When the gates burst, the military strike teams had gone inside to close them. In the interviews with survivors, a lot of them reported seeing a second portal. Most of the people didn’t get a good look at it, because as soon as they reached the chamber, they were gripped with an overwhelming urge to attack the anchor. The moment someone destroyed it, the second portal collapsed.

In Prime Four’s case, they had held off on anchor smashing long enough to peer into the second gate. The reports described a world under a green-tinted sky, and a never-ending column of horrific monsters stretching from the portal across a grassy plain. The creatures kept pushing their way through the portal and attacking people in the anchor chamber, and eventually the military team destroyed the anchor to keep from being overrun.

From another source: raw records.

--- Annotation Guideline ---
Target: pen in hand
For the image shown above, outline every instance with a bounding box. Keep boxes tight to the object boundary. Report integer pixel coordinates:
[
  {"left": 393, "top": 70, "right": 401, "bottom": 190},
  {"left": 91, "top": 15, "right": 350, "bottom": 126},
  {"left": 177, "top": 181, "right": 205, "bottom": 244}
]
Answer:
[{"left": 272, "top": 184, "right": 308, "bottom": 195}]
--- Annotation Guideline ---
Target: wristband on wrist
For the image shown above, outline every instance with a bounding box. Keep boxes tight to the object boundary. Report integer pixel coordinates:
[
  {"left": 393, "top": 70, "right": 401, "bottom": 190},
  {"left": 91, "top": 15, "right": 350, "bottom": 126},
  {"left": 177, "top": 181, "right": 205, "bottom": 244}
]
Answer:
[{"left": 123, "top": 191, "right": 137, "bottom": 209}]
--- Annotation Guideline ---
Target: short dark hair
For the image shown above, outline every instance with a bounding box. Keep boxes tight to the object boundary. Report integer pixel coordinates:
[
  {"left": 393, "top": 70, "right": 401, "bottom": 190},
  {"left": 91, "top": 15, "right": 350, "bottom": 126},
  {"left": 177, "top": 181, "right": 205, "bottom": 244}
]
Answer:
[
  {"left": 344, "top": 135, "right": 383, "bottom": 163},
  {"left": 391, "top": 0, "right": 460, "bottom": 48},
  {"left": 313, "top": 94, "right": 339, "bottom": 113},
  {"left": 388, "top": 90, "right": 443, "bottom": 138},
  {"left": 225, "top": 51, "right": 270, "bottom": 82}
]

Since then, the US government made three attempts – that I knew of – to allow for a controlled gate burst. They sent in teams to clear the breach and then sat on the anchor until it accumulated enough energy for the gate to rupture and the second portal to form. Then they tried to put a nuke through it.

We didn’t know what happened. In all three cases, the gate collapsed and nobody came out. It didn’t seem to have any effect on the frequency or strength of the gates. In fact, after the third attempt, another gate opened just five miles away and it was a dark orange.